Smith: Es gab noch nie Verletzte (lacht). Aber es geht schon mal heiß her zwischen uns, wenn es um Fußball geht. Hier mal eine Wette, da mal ein bisschen Trash Talk. Sie können sich vorstellen, wie schön es für mich wäre, mit Liverpool endlich mal wieder eine Meisterschaft zu gewinnen. Dann würde er mich damit nicht mehr aufziehen können. Auf der anderen Seite ist es momentan ja auch nicht so einfach, United-Fan zu sein. Aber das darf ich nicht zu laut sagen, sonst ist Joe böse.

SPOX: Sie sind nicht der einzige Smith und damit Liverpool-Fan, mit dem sich Gallagher herumschlagen muss. Ihre Brüder Steven, Liam und Callum sind ebenfalls Boxer und trainieren in seinem Gym. Gibt es ein besonderes Box-Gen in der Familie Smith?

Smith: Ich weiß es nicht, aber wenn ich so darüber nachdenke, kann das gut sein. Uns wurde einfach nie etwas geschenkt, in Liverpool gibt es nicht viele Privatschulen, dafür hätte unsere Familie sowieso kein Geld gehabt. Also haben wir versucht, auf andere Art und Weise einen Eindruck zu hinterlassen. Ich glaube, das ist uns ganz gut gelungen. Mittlerweile sind wir sehr privilegiert, weil wir mit unserer großen Leidenschaft Geld verdienen dürfen.

SPOX: Wie geht Ihre Mutter eigentlich damit um, dass ihre Söhne Boxer sind?

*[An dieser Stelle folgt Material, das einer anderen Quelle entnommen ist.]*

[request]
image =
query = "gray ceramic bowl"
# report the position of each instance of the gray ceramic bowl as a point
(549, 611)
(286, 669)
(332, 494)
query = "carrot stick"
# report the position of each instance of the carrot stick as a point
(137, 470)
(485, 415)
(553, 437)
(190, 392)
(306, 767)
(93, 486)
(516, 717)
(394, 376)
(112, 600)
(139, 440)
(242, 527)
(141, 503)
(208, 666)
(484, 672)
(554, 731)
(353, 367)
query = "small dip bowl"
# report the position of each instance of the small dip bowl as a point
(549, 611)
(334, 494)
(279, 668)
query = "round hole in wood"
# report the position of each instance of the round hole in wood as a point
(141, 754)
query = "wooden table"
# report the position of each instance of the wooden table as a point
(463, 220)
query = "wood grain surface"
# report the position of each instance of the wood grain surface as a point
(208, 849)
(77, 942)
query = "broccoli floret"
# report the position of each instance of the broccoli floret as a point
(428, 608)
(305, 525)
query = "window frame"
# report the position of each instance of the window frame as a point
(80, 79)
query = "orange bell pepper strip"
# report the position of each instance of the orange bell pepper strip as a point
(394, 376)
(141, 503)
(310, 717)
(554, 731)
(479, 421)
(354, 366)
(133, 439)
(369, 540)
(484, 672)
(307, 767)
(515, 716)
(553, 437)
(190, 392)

Smith: Der größte Fan davon ist sie nicht wirklich. Sie ist eigentlich nie live vor Ort. Sie versucht alles, um nichts mitzubekommen. Mal geht sie shoppen, dann zum Bingo, aber Hauptsache sie weiß nicht, wie es läuft. Nach einem Kampf rufen wir sie dann immer an und beruhigen sie, meistens ist ja auch nichts passiert.

SPOX: Ihre Mutter hat noch nie einen Kampf von Ihnen live gesehen?

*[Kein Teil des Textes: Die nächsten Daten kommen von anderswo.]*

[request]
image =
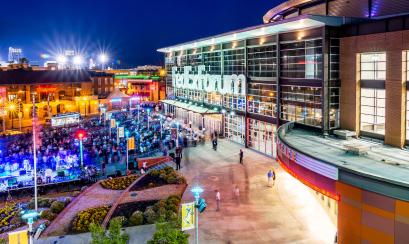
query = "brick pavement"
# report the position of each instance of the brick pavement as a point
(286, 213)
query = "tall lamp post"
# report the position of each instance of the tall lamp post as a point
(196, 193)
(81, 135)
(127, 151)
(34, 120)
(177, 134)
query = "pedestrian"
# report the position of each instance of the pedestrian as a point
(214, 144)
(237, 194)
(178, 157)
(269, 177)
(217, 200)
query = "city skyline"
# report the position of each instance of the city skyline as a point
(129, 37)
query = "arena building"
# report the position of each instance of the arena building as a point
(315, 69)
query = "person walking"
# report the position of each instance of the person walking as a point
(269, 178)
(217, 200)
(237, 194)
(178, 157)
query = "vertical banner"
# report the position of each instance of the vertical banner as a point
(113, 123)
(188, 216)
(131, 143)
(174, 133)
(18, 237)
(121, 132)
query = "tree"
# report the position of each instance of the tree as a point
(169, 233)
(112, 236)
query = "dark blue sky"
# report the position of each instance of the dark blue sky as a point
(129, 30)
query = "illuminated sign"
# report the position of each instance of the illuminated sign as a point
(65, 119)
(224, 84)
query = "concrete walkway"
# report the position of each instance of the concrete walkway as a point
(286, 213)
(137, 234)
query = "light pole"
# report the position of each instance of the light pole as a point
(81, 135)
(196, 193)
(127, 151)
(177, 134)
(148, 111)
(29, 216)
(34, 120)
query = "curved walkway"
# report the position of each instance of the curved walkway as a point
(92, 197)
(286, 213)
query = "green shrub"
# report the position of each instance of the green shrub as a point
(150, 215)
(48, 215)
(57, 206)
(136, 218)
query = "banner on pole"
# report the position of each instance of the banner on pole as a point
(18, 237)
(121, 132)
(188, 216)
(113, 123)
(131, 143)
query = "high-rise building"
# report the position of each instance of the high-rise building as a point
(15, 54)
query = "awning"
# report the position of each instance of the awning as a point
(191, 107)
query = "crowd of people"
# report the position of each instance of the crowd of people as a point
(58, 153)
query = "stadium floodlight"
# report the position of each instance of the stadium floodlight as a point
(77, 60)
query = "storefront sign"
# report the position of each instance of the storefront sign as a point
(225, 84)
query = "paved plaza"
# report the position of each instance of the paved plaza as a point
(286, 213)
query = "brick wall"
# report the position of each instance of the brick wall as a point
(393, 43)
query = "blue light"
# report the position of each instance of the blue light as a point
(115, 100)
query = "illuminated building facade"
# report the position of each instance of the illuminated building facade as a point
(56, 92)
(315, 68)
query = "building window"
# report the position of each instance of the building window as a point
(233, 62)
(373, 110)
(261, 136)
(234, 128)
(234, 102)
(262, 99)
(302, 59)
(373, 66)
(301, 104)
(262, 61)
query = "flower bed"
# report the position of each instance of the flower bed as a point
(9, 218)
(148, 212)
(84, 218)
(119, 183)
(157, 178)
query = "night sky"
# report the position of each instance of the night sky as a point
(128, 30)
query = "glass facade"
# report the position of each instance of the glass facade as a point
(373, 66)
(301, 59)
(262, 61)
(262, 99)
(261, 136)
(373, 110)
(235, 128)
(301, 104)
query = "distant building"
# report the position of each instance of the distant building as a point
(15, 54)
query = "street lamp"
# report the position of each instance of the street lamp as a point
(103, 58)
(127, 151)
(197, 190)
(177, 134)
(30, 216)
(81, 135)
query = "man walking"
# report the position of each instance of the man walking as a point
(217, 200)
(178, 157)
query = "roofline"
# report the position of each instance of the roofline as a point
(323, 20)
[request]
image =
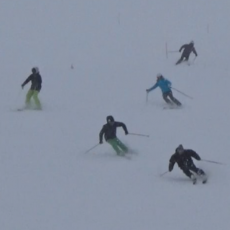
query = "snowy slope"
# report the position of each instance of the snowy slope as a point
(116, 48)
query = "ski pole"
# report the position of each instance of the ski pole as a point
(138, 134)
(214, 162)
(92, 148)
(181, 93)
(162, 174)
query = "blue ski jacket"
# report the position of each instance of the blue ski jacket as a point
(164, 85)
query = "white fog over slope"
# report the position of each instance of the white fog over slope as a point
(116, 48)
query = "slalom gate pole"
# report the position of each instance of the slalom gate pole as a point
(214, 162)
(194, 59)
(182, 93)
(173, 51)
(92, 148)
(162, 174)
(147, 95)
(138, 134)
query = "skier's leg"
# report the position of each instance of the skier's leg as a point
(122, 146)
(36, 99)
(198, 171)
(187, 172)
(165, 97)
(174, 99)
(28, 97)
(113, 143)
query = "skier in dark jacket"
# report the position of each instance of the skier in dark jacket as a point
(109, 132)
(187, 49)
(36, 85)
(183, 157)
(165, 86)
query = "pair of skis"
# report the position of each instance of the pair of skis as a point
(204, 179)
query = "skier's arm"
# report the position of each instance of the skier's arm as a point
(169, 83)
(120, 124)
(152, 88)
(194, 155)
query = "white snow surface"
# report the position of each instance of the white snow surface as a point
(116, 48)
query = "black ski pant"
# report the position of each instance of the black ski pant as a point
(187, 170)
(173, 99)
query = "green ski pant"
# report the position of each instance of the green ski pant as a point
(34, 94)
(118, 146)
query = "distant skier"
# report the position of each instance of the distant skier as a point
(109, 132)
(36, 85)
(183, 157)
(187, 49)
(165, 86)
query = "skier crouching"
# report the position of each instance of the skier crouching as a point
(183, 157)
(165, 86)
(109, 132)
(36, 85)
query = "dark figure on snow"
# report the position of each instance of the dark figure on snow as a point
(187, 49)
(165, 86)
(183, 157)
(36, 85)
(109, 132)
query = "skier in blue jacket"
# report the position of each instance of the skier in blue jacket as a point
(165, 86)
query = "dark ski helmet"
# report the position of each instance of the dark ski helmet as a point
(180, 149)
(109, 119)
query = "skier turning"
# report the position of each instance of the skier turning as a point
(165, 86)
(183, 157)
(187, 49)
(36, 85)
(109, 132)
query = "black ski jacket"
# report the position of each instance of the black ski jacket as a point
(36, 81)
(187, 49)
(183, 160)
(109, 130)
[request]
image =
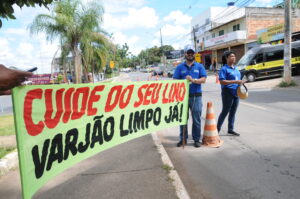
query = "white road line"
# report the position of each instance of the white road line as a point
(253, 106)
(177, 183)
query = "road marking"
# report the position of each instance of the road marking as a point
(179, 187)
(254, 106)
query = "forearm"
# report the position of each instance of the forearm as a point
(226, 82)
(202, 80)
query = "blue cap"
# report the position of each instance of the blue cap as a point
(188, 47)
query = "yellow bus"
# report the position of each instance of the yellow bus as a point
(267, 60)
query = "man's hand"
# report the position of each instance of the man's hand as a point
(188, 77)
(10, 78)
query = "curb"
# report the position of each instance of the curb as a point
(177, 183)
(8, 162)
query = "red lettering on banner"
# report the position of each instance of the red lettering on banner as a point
(148, 94)
(68, 108)
(155, 94)
(181, 92)
(32, 129)
(51, 123)
(130, 90)
(165, 100)
(84, 91)
(110, 106)
(140, 95)
(176, 93)
(94, 98)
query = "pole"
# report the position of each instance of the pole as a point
(194, 35)
(162, 50)
(287, 76)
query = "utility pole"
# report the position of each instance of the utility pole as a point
(287, 75)
(194, 35)
(162, 50)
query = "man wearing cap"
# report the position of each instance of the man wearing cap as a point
(195, 73)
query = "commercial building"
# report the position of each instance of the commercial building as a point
(232, 28)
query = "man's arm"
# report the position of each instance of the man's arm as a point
(226, 82)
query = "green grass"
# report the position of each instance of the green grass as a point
(7, 126)
(4, 151)
(284, 84)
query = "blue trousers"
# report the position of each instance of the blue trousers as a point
(230, 104)
(195, 105)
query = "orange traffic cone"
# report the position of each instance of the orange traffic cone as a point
(210, 136)
(217, 79)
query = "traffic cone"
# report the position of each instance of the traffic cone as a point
(210, 136)
(217, 79)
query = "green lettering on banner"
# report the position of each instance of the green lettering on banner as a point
(60, 125)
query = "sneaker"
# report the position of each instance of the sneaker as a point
(233, 133)
(197, 144)
(179, 144)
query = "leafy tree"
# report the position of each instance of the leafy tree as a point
(121, 55)
(7, 10)
(78, 28)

Smith: Doch, ich kann mich noch erinnern, wie sie mich mal zu Beginn meiner Karriere begleitet hat. Ich habe meinen Gegner ausgeknockt, mir ist also nichts passiert. Aber in der Sekunde, in der mein Gegner auf dem Boden aufschlug, ist sie sofort zur Toilette gelaufen.

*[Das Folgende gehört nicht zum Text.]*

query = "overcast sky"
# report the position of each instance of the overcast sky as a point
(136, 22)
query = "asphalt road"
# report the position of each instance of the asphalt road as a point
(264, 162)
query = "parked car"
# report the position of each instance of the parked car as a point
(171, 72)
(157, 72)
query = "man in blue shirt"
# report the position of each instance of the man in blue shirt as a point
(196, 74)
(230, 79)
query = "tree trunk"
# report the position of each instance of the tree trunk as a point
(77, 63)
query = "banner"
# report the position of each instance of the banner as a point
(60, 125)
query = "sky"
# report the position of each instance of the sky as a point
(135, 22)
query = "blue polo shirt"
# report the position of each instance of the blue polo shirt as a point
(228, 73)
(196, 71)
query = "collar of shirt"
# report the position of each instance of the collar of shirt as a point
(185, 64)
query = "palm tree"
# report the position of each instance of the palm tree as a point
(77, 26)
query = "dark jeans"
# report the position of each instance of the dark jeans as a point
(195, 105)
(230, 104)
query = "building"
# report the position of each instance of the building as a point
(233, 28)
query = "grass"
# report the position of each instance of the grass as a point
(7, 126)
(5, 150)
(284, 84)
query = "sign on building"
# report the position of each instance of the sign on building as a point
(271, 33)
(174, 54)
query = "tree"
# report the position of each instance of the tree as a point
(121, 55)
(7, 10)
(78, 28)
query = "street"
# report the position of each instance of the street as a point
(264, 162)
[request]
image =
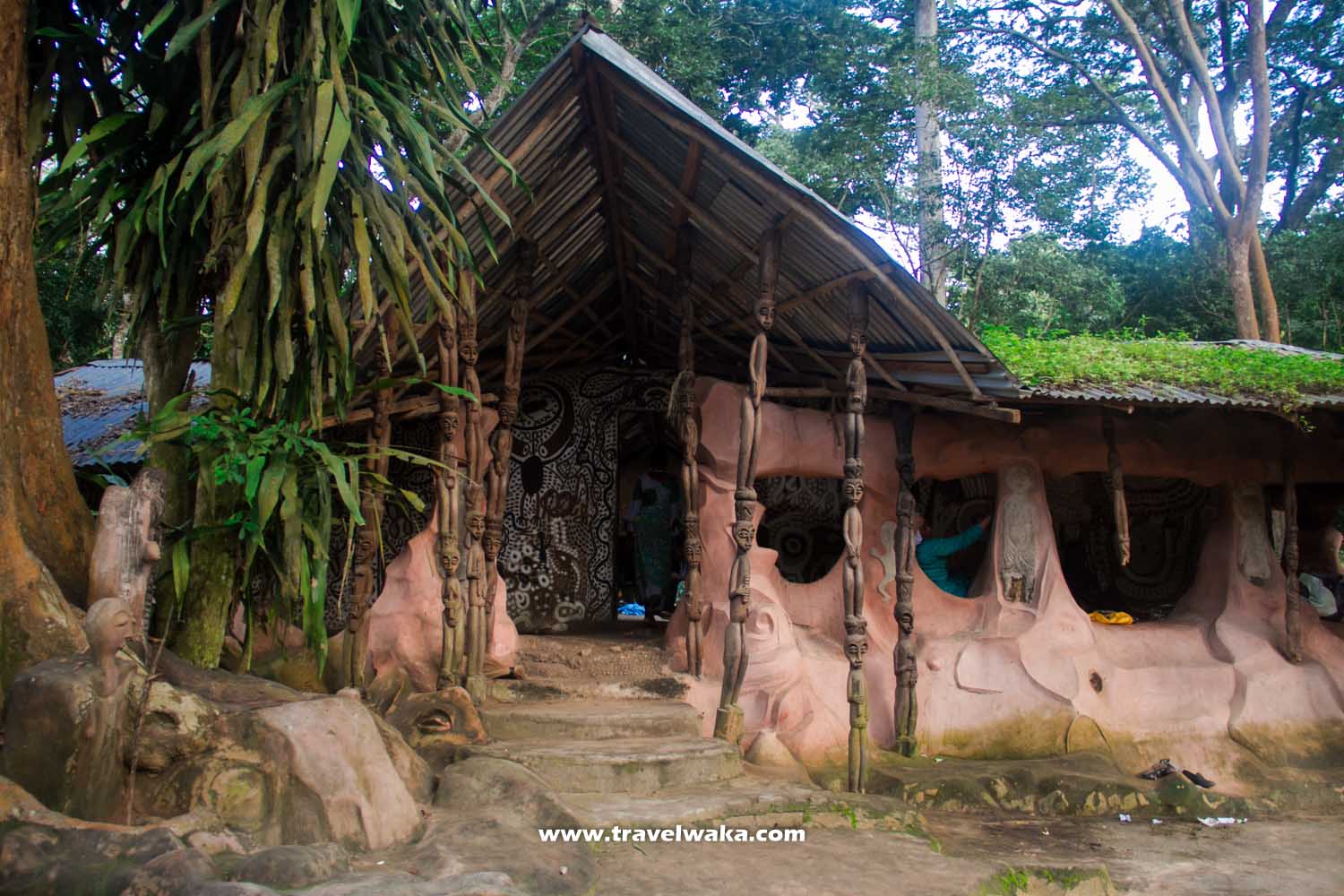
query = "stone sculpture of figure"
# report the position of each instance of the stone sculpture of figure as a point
(126, 546)
(451, 656)
(475, 599)
(1253, 547)
(852, 578)
(855, 649)
(908, 676)
(109, 625)
(694, 606)
(1018, 565)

SPOX: Warum? Sie haben ja dadurch gewonnen.

Smith: Das stimmt, aber sie hat mir danach erzählt, dass sie Mitleid mit der Mutter meines Gegners hatte. Sie konnte an nichts anderes denken. Das ist typisch für sie, sie ist ein so fürsorglicher Mensch.

SPOX: Wie hat Ihre Karriere den Alltag der Familie verändert?

Smith: Es war nicht immer einfach. Als Amateur hatten ich und meine Brüder immer zu unterschiedlichen Zeiten Training. Ein geordnetes Familienleben ist so nicht möglich. Sobald wir mal in Ruhe zusammensaßen, musste schon wieder einer von uns ins Gym. Das hat meine Mutter wahnsinnig gemacht. Abgesehen von der ganzen dreckigen Wäsche. Unsere Maschine lief eigentlich durchgehend (lacht). Aber die Familie Smith hält zusammen.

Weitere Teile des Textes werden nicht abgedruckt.